Malampaya shutdown to hike power rates
3 gas-fed plants to use more expensive fuelBy Amy R. Remo
Philippine Daily Inquirer
The eight-day shutdown of the Malampaya natural gas facility starting last Friday is expected to jack up electricity prices by less than P1 a kilowatt-hour, according to the Department of Energy (DoE).
The shutdown, which will last until July 21, has prompted the three gas-fired facilities being served by the Malampaya to use the more expensive liquid condensates to enable them to continue providing electricity to the Luzon grid.

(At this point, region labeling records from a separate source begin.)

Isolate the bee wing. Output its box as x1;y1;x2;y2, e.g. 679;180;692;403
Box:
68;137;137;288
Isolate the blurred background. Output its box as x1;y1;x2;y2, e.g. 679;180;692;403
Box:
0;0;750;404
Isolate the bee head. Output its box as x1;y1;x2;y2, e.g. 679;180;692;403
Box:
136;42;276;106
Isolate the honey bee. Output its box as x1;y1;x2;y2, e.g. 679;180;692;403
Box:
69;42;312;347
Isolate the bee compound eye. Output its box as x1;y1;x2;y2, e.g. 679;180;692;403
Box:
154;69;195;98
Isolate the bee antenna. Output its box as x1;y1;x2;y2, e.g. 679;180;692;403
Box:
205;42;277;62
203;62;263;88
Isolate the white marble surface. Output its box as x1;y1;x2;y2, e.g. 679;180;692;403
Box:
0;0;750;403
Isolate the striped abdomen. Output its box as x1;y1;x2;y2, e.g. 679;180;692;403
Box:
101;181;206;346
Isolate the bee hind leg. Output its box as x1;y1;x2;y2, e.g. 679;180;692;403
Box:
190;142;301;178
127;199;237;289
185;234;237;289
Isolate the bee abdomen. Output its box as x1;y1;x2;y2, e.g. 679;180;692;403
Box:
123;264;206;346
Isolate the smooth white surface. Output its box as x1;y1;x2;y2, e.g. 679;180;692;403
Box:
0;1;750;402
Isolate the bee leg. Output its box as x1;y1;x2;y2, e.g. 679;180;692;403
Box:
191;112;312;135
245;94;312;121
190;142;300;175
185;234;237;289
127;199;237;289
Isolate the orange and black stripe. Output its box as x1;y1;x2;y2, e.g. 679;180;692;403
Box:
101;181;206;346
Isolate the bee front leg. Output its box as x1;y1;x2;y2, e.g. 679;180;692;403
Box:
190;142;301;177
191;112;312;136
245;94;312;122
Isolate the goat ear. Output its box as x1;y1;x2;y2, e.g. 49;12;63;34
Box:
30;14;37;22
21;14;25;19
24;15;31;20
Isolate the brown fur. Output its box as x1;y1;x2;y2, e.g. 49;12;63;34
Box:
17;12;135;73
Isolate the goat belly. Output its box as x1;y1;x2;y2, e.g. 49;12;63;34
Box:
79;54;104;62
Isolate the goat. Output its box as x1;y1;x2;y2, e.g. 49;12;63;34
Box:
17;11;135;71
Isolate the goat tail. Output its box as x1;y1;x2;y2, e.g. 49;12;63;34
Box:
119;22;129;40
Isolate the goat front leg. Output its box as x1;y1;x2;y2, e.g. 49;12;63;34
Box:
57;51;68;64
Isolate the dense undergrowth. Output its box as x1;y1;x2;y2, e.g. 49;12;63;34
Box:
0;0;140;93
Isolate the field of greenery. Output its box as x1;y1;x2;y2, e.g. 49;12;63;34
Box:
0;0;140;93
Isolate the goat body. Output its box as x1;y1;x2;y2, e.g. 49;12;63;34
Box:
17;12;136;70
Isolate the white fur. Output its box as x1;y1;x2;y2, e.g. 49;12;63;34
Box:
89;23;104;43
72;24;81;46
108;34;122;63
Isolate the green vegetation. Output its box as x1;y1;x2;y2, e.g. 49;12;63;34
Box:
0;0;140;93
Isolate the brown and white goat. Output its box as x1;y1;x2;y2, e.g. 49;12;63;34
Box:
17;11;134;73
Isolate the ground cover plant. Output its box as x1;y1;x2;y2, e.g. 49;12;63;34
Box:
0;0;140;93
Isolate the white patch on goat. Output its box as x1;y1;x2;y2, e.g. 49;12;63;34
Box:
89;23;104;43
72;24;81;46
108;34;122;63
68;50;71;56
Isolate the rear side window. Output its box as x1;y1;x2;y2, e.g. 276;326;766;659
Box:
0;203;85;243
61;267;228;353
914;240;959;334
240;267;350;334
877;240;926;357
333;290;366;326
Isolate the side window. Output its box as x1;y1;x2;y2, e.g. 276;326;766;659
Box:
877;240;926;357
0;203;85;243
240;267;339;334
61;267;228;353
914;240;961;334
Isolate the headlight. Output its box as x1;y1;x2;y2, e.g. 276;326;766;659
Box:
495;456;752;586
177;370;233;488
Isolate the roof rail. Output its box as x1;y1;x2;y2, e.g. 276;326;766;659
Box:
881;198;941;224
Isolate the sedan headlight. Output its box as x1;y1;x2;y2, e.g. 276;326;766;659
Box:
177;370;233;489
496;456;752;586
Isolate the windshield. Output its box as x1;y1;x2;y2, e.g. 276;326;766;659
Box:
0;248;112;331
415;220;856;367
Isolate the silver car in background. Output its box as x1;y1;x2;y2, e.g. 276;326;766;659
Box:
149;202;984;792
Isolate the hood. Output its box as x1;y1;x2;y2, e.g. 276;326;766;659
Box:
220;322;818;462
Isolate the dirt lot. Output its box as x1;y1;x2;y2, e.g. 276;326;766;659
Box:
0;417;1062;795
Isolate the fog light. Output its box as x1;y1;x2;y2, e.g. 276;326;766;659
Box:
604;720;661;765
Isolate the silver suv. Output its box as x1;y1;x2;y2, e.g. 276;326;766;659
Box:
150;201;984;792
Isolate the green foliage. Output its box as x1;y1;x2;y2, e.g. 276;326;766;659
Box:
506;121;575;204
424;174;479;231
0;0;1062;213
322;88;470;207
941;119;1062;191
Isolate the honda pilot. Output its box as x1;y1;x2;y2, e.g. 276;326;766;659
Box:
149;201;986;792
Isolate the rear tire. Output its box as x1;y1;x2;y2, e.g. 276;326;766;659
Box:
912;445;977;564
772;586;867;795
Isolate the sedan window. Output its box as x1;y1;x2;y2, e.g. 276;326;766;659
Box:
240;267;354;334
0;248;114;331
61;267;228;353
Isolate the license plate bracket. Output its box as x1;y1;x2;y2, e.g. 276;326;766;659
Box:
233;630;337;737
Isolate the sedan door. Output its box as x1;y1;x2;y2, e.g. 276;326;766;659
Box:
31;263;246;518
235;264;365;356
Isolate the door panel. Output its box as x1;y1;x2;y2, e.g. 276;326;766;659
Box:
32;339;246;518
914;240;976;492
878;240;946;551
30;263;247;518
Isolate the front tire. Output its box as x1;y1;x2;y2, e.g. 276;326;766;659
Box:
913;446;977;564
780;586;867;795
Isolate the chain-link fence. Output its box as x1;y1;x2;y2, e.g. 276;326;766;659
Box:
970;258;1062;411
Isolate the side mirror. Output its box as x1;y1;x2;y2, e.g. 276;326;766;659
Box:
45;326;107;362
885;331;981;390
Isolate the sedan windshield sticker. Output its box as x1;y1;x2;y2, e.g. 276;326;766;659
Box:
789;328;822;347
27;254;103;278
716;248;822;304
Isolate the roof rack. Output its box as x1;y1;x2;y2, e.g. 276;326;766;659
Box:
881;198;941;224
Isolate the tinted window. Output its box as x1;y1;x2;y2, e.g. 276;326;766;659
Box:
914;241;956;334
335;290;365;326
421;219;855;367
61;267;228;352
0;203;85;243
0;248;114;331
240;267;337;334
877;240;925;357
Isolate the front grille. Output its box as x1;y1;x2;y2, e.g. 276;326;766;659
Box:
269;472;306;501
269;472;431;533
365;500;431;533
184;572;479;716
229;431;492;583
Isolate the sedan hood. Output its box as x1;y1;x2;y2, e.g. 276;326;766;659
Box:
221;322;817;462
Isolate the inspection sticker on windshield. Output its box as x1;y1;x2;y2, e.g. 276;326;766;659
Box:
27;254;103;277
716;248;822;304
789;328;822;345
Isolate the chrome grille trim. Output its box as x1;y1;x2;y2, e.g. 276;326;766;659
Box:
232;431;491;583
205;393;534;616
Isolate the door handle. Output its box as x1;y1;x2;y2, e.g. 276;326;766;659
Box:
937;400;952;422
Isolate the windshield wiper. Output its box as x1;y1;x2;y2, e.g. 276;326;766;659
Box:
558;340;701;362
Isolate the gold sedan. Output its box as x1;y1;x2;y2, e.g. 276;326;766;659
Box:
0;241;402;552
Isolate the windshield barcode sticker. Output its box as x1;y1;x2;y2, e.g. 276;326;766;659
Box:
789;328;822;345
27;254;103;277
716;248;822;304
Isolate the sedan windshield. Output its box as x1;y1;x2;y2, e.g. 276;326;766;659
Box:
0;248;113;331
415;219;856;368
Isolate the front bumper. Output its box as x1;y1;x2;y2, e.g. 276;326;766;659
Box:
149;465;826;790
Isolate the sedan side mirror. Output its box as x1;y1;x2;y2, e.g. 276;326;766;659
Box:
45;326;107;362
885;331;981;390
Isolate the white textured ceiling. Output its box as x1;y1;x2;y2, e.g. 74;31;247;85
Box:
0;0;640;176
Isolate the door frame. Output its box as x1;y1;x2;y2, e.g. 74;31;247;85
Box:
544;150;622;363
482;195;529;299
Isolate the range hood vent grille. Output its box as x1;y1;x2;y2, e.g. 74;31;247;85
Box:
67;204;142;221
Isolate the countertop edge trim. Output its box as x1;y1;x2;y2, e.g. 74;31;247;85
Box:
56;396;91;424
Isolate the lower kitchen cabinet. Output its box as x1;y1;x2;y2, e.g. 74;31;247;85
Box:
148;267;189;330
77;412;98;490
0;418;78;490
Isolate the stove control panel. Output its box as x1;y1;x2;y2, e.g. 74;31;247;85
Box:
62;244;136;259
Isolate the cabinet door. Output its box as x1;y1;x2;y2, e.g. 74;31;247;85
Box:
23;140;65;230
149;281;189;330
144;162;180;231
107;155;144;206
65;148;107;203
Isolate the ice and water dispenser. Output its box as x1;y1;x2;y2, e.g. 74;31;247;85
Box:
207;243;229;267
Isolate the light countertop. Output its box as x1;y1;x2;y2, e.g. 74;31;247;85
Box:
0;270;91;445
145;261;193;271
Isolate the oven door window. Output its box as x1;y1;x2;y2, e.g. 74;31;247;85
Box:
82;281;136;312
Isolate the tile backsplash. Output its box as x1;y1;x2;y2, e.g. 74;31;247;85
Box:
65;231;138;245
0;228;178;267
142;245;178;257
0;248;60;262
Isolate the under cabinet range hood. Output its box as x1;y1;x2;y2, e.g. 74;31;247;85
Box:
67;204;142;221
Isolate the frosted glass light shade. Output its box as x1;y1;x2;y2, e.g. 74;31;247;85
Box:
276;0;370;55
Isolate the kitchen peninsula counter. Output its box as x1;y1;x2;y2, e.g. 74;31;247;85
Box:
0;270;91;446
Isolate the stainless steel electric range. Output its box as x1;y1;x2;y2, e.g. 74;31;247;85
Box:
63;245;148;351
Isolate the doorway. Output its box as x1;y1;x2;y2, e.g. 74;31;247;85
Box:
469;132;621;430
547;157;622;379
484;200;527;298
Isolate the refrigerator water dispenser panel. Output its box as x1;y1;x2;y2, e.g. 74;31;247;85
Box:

Collectively, the three gas-fed plants—the 1,200-MW Ilijan, 1,000-MW Sta. Rita and 500-MW San Lorenzo facilities—generate 1,950 MW out of their total capacity of 2,700 MW. The Ilijan plant produces only 450 MW out of its 1,200 MW capacity due to a scheduled maintenance activity, according to Energy Undersecretary Josefina Patricia M. Asirit.
The DoE, however, was hoping that the impact of the Malampaya shutdown on electricity pricing would be further mitigated by the entry of more coal-fired power facilities and hydropower plants in the Luzon grid, Asirit said.
The energy official identified the plants helping shore up power supply reserves in Luzon as the Kalayaan hydropower facility, which is contributing 180 MW (and can be doubled to 360 MW), and a unit of the Calaca coal plant in Batangas that is expected to start generating electricity this week. Also further increasing supply is the Malaya thermal facility in Rizal, which is projected to contribute 200 MW.
Asirit was quick to note that the impending rate increase, which would be felt by consumers in their power bills next month, would ensure an adequate and stable power supply this week and throughout the shutdown period.
Asirit said the peak power demand (or the highest level of consumption by Luzon) this week was forecast to reach 7,300 MW, a comfortable level given the 8,700 MW of available supply in the Luzon grid.
“Even with the first day of the Malampaya shutdown last Friday, we still have a normal supply situation for the Luzon grid. We have roughly 8,700 MW of available supply, which means we have more than enough reserves just in case any of the plants will go offline unexpectedly,” Asirit explained.
As of Saturday, the Luzon grid registered 1,676 MW in power supply reserves.
After the eight-day shutdown, the Malampaya facility is again expected to go offline for 30 days in the second half of next year.
Among the preparations included the formation of a “grid reliability task force” that would enable the government to enforce strictly the existing implementing rules governing power-generation companies and penalize those found to be violating their existing contracts.
The move was meant to help the DoE better manage the available capacities and ensure adequate supply at any given time, especially when a major facility would be shut down.